After thinking about it, I'm going to ditch the down fire box and go with a front fire box. That will give me enough depth to open up my options. So after spending all day at work looking at different subs, I have come to these 2. I'm leaning towards the IXL-10, but the reviews for the Titanic sound good too. What do yall think?

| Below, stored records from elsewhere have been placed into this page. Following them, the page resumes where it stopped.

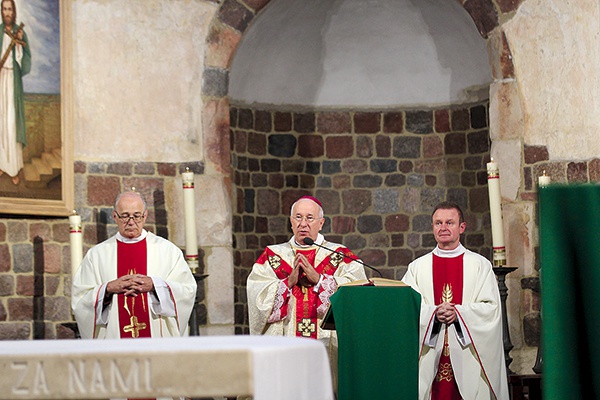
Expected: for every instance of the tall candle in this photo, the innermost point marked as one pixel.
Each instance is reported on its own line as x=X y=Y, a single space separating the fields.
x=189 y=213
x=499 y=249
x=76 y=237
x=543 y=180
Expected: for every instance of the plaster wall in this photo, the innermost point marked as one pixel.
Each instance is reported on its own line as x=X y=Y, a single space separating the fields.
x=556 y=52
x=137 y=75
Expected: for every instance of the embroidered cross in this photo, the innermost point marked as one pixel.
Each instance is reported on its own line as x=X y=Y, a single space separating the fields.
x=275 y=261
x=306 y=327
x=135 y=327
x=336 y=259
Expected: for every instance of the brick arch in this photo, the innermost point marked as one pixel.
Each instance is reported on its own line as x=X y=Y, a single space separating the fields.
x=233 y=18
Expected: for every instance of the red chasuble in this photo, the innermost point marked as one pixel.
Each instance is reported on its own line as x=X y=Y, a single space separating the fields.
x=134 y=316
x=447 y=287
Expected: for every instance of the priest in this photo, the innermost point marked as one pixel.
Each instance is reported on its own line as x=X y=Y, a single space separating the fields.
x=461 y=354
x=290 y=283
x=135 y=284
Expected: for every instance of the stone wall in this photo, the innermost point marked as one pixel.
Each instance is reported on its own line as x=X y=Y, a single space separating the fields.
x=379 y=173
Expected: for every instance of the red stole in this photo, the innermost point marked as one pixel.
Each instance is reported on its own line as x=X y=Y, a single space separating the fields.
x=307 y=300
x=134 y=317
x=447 y=287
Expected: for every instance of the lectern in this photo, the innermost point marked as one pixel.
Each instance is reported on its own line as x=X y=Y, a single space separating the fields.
x=378 y=341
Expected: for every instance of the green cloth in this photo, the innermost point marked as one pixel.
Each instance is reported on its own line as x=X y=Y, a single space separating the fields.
x=378 y=339
x=18 y=73
x=570 y=281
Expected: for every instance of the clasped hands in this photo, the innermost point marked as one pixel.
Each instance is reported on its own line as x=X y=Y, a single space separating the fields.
x=303 y=273
x=445 y=313
x=130 y=285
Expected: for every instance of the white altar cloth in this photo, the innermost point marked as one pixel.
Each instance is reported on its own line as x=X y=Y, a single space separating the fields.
x=266 y=367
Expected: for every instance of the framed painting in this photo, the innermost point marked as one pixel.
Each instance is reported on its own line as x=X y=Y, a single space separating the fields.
x=36 y=136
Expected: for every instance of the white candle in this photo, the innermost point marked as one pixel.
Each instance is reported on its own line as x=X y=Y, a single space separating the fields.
x=543 y=180
x=189 y=213
x=499 y=249
x=76 y=237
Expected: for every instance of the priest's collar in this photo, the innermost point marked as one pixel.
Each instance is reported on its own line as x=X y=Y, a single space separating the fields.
x=449 y=253
x=293 y=243
x=123 y=239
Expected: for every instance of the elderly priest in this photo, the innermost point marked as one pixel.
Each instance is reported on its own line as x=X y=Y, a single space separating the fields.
x=135 y=284
x=290 y=283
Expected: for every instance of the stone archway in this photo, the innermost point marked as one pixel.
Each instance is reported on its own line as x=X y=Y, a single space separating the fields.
x=234 y=17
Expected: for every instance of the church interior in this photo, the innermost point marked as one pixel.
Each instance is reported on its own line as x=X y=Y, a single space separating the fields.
x=380 y=109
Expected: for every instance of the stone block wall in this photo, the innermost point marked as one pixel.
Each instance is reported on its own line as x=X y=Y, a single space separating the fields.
x=378 y=173
x=35 y=254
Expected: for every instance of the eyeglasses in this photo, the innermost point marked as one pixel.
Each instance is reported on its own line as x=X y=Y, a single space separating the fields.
x=137 y=217
x=309 y=219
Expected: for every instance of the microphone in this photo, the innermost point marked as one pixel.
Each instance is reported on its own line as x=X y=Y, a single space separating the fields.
x=308 y=241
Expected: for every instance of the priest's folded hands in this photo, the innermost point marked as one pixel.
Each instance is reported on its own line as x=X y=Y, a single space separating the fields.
x=445 y=313
x=130 y=285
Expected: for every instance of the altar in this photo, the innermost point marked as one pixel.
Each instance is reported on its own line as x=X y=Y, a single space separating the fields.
x=264 y=367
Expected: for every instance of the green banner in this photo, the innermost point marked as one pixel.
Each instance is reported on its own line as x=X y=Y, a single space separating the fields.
x=378 y=337
x=570 y=282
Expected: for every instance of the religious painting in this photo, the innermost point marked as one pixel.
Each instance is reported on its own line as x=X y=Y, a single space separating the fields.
x=36 y=150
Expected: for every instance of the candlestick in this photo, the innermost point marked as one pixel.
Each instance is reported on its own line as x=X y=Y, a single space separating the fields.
x=76 y=236
x=499 y=249
x=543 y=180
x=189 y=212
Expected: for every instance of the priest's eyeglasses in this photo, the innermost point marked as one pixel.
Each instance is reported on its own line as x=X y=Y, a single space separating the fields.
x=137 y=217
x=309 y=218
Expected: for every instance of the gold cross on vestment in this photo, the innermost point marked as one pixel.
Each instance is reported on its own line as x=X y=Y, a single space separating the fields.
x=306 y=327
x=135 y=327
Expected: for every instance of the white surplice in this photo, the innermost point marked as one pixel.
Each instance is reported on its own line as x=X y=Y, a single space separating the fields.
x=477 y=353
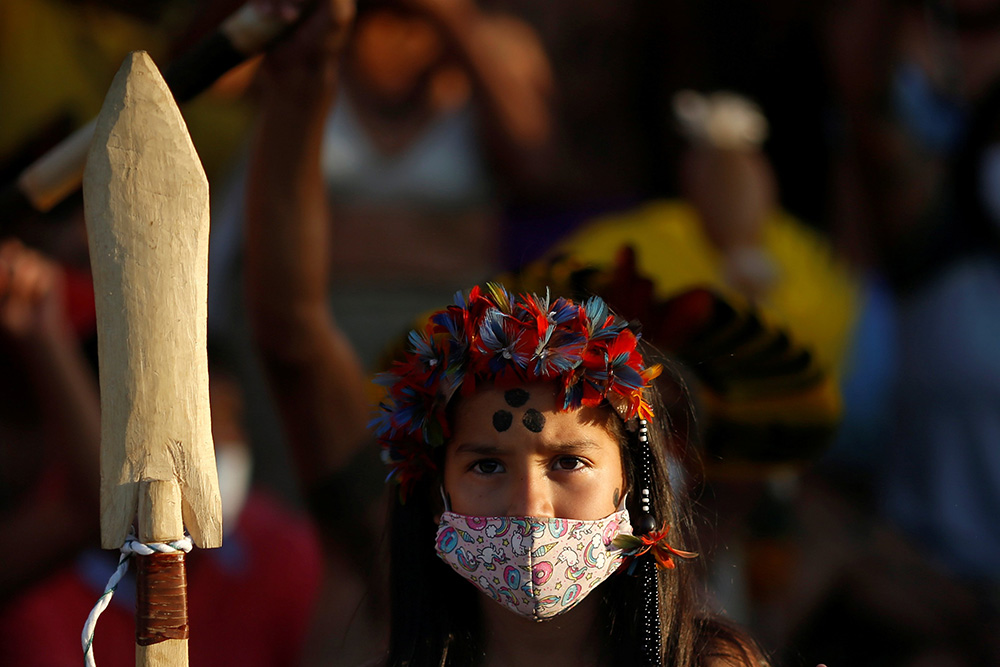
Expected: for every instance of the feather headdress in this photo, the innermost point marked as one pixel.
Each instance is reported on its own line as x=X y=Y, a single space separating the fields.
x=489 y=337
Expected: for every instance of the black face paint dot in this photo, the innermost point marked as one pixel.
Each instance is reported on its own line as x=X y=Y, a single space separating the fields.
x=533 y=420
x=502 y=420
x=516 y=397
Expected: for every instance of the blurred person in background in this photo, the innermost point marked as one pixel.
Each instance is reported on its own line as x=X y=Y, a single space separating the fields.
x=910 y=545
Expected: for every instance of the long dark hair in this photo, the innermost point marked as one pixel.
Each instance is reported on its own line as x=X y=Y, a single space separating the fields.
x=434 y=614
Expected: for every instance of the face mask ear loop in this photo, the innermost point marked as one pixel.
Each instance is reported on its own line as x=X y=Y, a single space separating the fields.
x=445 y=499
x=646 y=523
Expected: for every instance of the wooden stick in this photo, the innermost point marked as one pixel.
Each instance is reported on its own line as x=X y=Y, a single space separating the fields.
x=58 y=173
x=165 y=605
x=146 y=206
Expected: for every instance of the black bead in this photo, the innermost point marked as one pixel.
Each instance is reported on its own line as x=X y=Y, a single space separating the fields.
x=644 y=523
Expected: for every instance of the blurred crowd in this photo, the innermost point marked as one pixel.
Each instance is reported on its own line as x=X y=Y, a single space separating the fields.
x=829 y=172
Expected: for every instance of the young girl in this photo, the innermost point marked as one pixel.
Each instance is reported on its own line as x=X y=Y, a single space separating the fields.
x=535 y=522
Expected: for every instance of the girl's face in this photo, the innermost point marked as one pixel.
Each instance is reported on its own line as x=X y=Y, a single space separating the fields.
x=512 y=453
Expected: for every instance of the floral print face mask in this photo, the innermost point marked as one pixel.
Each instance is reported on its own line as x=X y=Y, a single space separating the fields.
x=536 y=567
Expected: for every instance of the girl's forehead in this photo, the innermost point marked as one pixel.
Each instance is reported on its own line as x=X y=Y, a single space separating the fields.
x=523 y=410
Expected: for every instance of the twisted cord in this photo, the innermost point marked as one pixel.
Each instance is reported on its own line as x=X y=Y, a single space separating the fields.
x=132 y=547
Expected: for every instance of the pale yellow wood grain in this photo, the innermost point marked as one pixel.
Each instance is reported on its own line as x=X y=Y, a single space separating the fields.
x=146 y=204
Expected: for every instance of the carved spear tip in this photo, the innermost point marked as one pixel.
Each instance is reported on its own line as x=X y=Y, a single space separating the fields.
x=146 y=205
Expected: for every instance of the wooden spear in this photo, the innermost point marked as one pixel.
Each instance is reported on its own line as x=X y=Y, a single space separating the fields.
x=56 y=175
x=146 y=205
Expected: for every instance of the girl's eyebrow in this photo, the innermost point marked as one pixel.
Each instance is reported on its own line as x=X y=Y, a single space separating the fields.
x=560 y=447
x=574 y=446
x=474 y=448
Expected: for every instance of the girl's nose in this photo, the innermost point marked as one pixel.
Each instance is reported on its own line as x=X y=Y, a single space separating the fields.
x=531 y=495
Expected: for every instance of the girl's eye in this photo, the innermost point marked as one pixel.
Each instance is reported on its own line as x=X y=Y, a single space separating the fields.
x=487 y=467
x=568 y=463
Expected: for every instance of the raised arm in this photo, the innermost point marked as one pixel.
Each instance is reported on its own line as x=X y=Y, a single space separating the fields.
x=316 y=379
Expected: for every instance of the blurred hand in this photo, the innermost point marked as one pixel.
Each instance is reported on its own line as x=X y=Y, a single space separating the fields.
x=318 y=39
x=31 y=294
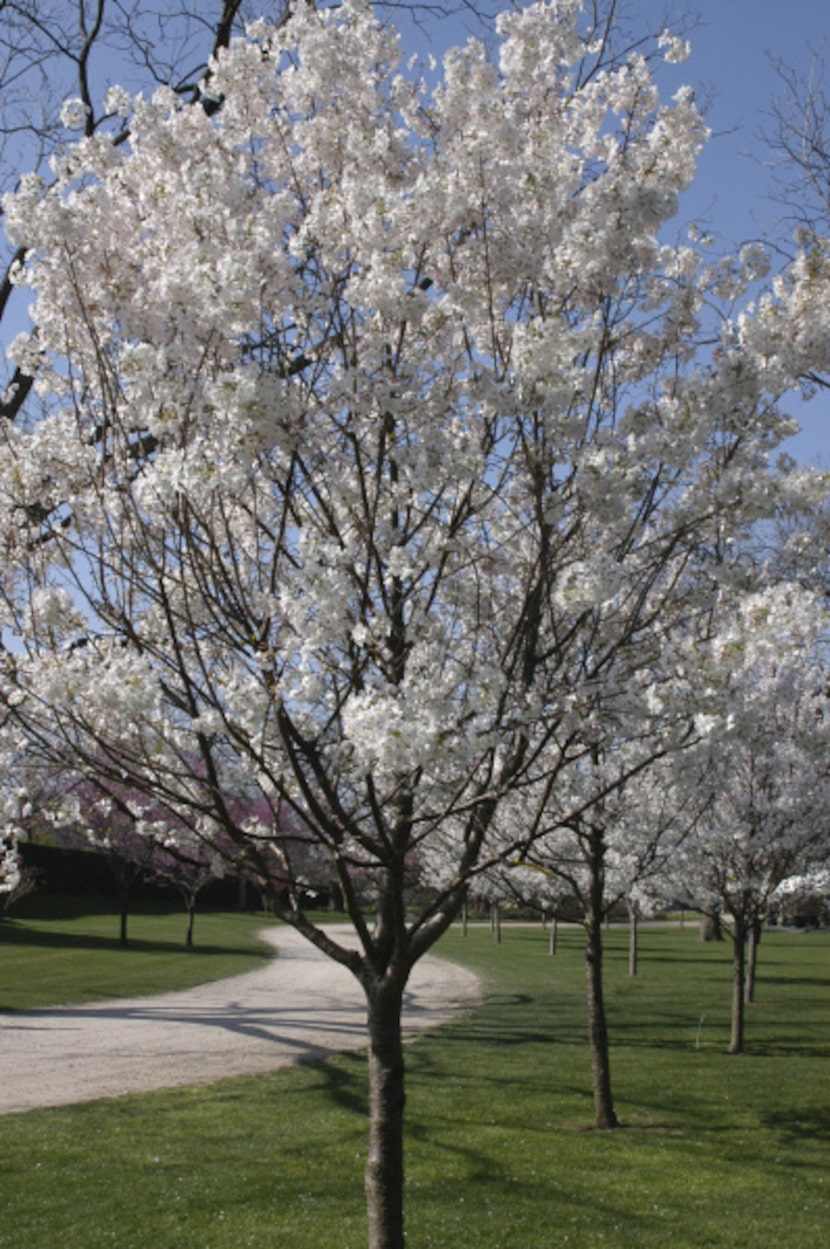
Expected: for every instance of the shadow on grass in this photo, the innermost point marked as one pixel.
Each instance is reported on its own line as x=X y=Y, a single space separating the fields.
x=13 y=933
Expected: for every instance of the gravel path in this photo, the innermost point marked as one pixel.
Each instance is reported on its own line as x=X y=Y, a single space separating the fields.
x=301 y=1006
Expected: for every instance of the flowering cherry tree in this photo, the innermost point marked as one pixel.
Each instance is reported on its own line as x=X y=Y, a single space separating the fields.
x=760 y=776
x=376 y=454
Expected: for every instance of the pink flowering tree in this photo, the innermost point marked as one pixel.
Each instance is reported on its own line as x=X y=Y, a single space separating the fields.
x=380 y=432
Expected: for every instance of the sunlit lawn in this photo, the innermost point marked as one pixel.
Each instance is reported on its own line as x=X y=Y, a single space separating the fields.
x=715 y=1150
x=59 y=951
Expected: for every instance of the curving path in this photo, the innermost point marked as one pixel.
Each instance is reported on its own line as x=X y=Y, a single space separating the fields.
x=301 y=1006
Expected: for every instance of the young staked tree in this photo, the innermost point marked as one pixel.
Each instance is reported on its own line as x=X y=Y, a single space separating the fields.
x=348 y=386
x=760 y=775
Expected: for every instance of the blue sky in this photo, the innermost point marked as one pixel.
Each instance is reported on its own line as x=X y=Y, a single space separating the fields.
x=734 y=46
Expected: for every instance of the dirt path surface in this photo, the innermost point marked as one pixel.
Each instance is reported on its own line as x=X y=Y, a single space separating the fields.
x=300 y=1006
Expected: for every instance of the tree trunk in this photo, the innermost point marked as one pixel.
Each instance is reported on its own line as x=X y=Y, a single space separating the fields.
x=385 y=1160
x=751 y=962
x=632 y=939
x=604 y=1115
x=739 y=967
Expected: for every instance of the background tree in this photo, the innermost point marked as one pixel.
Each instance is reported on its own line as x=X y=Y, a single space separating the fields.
x=761 y=772
x=382 y=442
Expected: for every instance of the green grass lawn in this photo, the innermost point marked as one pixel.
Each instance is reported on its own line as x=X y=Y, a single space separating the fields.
x=53 y=952
x=715 y=1150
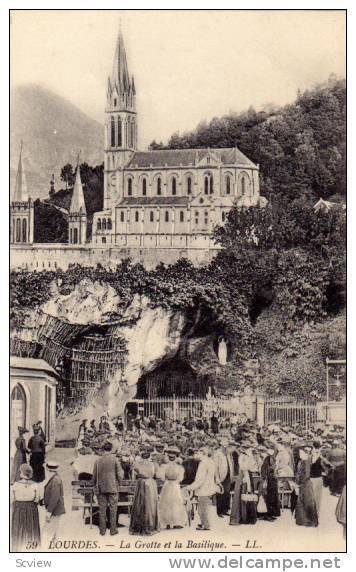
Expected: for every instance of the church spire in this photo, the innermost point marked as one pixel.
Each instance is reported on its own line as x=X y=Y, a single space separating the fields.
x=20 y=193
x=120 y=76
x=77 y=204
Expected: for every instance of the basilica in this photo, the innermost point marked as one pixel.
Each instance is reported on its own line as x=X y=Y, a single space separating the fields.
x=164 y=198
x=167 y=201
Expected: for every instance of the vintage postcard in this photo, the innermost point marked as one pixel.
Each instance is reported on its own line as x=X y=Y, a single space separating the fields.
x=178 y=281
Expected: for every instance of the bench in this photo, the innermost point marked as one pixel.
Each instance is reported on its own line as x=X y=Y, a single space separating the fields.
x=83 y=496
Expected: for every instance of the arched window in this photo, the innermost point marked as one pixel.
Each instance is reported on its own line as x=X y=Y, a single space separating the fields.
x=18 y=408
x=127 y=132
x=129 y=187
x=189 y=185
x=119 y=132
x=228 y=184
x=18 y=230
x=132 y=131
x=208 y=184
x=24 y=230
x=113 y=132
x=174 y=186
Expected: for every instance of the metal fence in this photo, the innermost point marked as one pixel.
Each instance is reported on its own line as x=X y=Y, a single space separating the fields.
x=179 y=408
x=289 y=411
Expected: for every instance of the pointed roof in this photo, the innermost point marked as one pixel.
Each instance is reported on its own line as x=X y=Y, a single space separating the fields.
x=77 y=203
x=20 y=194
x=120 y=75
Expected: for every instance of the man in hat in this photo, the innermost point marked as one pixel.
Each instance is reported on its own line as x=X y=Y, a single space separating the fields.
x=106 y=476
x=190 y=465
x=42 y=433
x=224 y=470
x=37 y=458
x=204 y=486
x=214 y=424
x=20 y=455
x=53 y=500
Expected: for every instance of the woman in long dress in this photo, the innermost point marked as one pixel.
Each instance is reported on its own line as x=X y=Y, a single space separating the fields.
x=144 y=513
x=244 y=506
x=340 y=511
x=270 y=486
x=25 y=526
x=316 y=475
x=306 y=513
x=172 y=511
x=20 y=455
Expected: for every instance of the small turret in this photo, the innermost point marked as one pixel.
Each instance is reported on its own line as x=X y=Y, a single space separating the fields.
x=21 y=208
x=77 y=218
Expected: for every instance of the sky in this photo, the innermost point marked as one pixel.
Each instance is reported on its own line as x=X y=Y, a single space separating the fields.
x=189 y=66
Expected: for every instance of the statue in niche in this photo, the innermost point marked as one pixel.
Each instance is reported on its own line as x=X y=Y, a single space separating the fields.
x=222 y=351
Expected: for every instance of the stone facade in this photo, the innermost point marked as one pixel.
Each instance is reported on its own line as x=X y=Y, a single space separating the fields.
x=33 y=396
x=159 y=205
x=165 y=198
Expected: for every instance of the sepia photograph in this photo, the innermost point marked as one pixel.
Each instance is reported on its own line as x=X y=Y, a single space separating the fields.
x=177 y=217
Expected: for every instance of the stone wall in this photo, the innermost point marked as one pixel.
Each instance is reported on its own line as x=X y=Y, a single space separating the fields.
x=39 y=257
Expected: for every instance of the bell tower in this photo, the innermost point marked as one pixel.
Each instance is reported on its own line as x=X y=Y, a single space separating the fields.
x=120 y=124
x=21 y=209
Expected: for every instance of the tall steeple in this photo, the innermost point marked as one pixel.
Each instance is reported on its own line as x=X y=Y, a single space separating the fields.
x=77 y=204
x=120 y=123
x=120 y=75
x=21 y=209
x=20 y=194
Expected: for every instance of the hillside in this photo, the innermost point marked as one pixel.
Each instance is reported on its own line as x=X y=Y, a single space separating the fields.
x=53 y=131
x=301 y=147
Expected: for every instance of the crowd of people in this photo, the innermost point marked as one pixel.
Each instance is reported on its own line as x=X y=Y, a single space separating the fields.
x=239 y=465
x=246 y=472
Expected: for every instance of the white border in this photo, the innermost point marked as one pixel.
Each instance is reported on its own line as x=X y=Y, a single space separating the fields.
x=90 y=562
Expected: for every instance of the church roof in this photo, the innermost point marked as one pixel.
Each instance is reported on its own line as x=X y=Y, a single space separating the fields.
x=77 y=203
x=20 y=194
x=187 y=157
x=154 y=201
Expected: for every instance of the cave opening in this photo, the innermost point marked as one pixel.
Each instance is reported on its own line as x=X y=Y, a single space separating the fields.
x=172 y=377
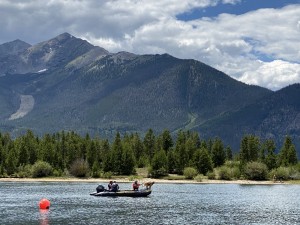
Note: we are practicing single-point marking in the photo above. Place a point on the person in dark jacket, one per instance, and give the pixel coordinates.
(114, 187)
(135, 186)
(109, 186)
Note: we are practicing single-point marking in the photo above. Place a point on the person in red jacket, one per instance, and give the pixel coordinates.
(135, 186)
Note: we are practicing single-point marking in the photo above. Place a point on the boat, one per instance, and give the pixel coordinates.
(123, 193)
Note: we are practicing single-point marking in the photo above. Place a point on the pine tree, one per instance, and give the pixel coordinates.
(202, 161)
(217, 153)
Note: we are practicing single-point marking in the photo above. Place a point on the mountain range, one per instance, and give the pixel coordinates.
(66, 83)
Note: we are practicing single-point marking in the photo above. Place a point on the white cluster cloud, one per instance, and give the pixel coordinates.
(261, 47)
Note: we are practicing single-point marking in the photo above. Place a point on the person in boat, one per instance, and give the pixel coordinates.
(114, 187)
(135, 185)
(109, 186)
(100, 188)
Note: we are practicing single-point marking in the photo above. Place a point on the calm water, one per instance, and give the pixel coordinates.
(168, 204)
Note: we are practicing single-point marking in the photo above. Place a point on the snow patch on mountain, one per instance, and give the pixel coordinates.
(26, 105)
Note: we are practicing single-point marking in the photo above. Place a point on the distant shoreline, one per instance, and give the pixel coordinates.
(160, 181)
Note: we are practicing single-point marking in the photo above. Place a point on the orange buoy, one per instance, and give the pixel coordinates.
(44, 204)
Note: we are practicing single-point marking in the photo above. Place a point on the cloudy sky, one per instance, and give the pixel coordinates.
(254, 41)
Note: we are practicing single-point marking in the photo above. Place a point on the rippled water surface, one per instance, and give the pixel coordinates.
(168, 204)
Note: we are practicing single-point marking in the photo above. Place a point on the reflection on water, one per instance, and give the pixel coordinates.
(44, 217)
(168, 204)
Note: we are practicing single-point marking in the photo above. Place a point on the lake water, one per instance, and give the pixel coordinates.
(168, 204)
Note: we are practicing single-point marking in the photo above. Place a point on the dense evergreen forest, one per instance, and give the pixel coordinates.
(67, 153)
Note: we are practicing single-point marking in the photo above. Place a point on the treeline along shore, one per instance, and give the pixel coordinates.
(65, 154)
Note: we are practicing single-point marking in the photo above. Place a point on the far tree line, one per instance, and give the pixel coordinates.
(65, 152)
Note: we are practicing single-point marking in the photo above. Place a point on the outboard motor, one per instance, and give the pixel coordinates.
(100, 188)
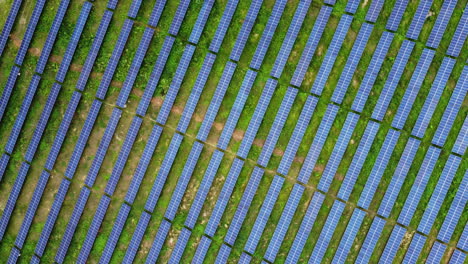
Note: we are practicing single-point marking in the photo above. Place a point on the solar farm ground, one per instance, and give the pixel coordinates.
(170, 128)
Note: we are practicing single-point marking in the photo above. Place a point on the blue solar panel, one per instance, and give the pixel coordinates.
(338, 152)
(277, 126)
(135, 67)
(244, 33)
(155, 75)
(284, 222)
(103, 147)
(317, 144)
(52, 217)
(264, 214)
(352, 62)
(224, 197)
(257, 118)
(440, 25)
(84, 135)
(348, 237)
(94, 50)
(393, 79)
(418, 186)
(396, 15)
(71, 226)
(372, 71)
(290, 38)
(413, 88)
(243, 207)
(298, 134)
(358, 160)
(379, 167)
(196, 92)
(332, 53)
(433, 97)
(399, 177)
(236, 109)
(452, 109)
(223, 25)
(459, 37)
(305, 228)
(93, 229)
(311, 45)
(419, 18)
(327, 232)
(114, 59)
(438, 196)
(115, 234)
(371, 240)
(216, 101)
(414, 248)
(455, 211)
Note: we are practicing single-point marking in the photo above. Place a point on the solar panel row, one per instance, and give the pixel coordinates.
(372, 71)
(418, 186)
(338, 151)
(352, 62)
(290, 38)
(332, 53)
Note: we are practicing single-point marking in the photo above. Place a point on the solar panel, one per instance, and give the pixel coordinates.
(459, 36)
(358, 160)
(399, 177)
(71, 226)
(317, 145)
(223, 25)
(224, 197)
(419, 18)
(379, 167)
(455, 211)
(244, 33)
(396, 15)
(338, 152)
(115, 233)
(257, 117)
(452, 109)
(277, 126)
(413, 88)
(114, 59)
(393, 244)
(298, 133)
(264, 214)
(440, 25)
(414, 248)
(393, 79)
(349, 235)
(305, 228)
(155, 75)
(135, 67)
(204, 188)
(438, 195)
(327, 232)
(216, 101)
(236, 109)
(103, 146)
(418, 186)
(352, 62)
(242, 208)
(195, 94)
(372, 71)
(332, 53)
(93, 229)
(284, 222)
(371, 240)
(290, 38)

IXL-10 v2 SL [IXL-10 v2 SL] - $149.00 : Mach 5 Audio

Dayton TIT280C-4 10" Titanic Mk III Subwoofer 4 Ohm | Parts-Express.com


----------



## 60ndown (Feb 8, 2007)

nice box 

is that like 4 sq inch of port area 



chad said:


> you can vent that box no problem.
> 
> Nothing wrong with a weird shaped vented box


----------



## alfabit1 (Jun 12, 2008)

creep said:


> After thinking about it, I'm going to ditch the down fire box and go with a front fire box. That will give me enough depth to open up my options. So after spending all day at work looking at different subs, I have come to these 2. I'm leaning towards the IXL-10, but the reviews for the Titanic sound good too. What do yall think?
> 
> IXL-10 v2 SL [IXL-10 v2 SL] - $149.00 : Mach 5 Audio
> 
> Dayton TIT280C-4 10" Titanic Mk III Subwoofer 4 Ohm | Parts-Express.com


I run that Titanic right now, sealed in approx .85 cuft. It definitely likes the 400W I'm sending to it, would probably like more. Probably the cleanest sub I've had (but I haven't had a lot). Well built, goes surprisingly low, delivers a nice punch up high, and isn't too boomy. 

Don't have any experience w/ the Mach5, but I've looked into that recently too and would love to try one. More power options w/ the DVC setup there, maybe that tips the scales?


----------



## cubdenno (Nov 10, 2007)

alfabit1 said:


> I run that Titanic right now, sealed in approx .85 cuft. It definitely likes the 400W I'm sending to it, would probably like more. Probably the cleanest sub I've had (but I haven't had a lot). Well built, goes surprisingly low, delivers a nice punch up high, and isn't too boomy.
> 
> Don't have any experience w/ the Mach5, but I've looked into that recently too and would love to try one. More power options w/ the DVC setup there, maybe that tips the scales?


Titanic.
Better design and more efficient. Will play just as low, almost same sized box.


----------



## Oliver (Jun 25, 2007)

Titanic MK III = Nice and LOW


----------



## creep (Jul 26, 2010)

I'm kinda worried I wouldn't have the power to move the IXL-10 since it says 800w RMS and I only have 500, if that. Decisions, decisions...


----------



## cubdenno (Nov 10, 2007)

creep said:


> I'm kinda worried I wouldn't have the power to move the IXL-10 since it says 800w RMS and I only have 500, if that. Decisions, decisions...


1. it will move it fine. Just not as much as your second choice. The IXL is only like 80-83db at the most efficient compared to the 85 of the titanic. The titanic is a tried and true performer, cheaper more efficient and a way better design for the motor meaning less distortion and sounding better. Even pounding out da bass.


----------



## chad (Jun 30, 2005)

Maximum power handling is not a good representation of how a driver will perform in the sensitivity arena.


----------



## creep (Jul 26, 2010)

cubdenno, you may have just sold me on the Titanic.I'm going to get my hands on a box first and make sure I have enough mounting depth before I pull the trigger on anything.


----------



## cubdenno (Nov 10, 2007)

chad said:


> Maximum power handling is not a good representation of how a driver will perform in the sensitivity arena.


Yo! True Dat!


----------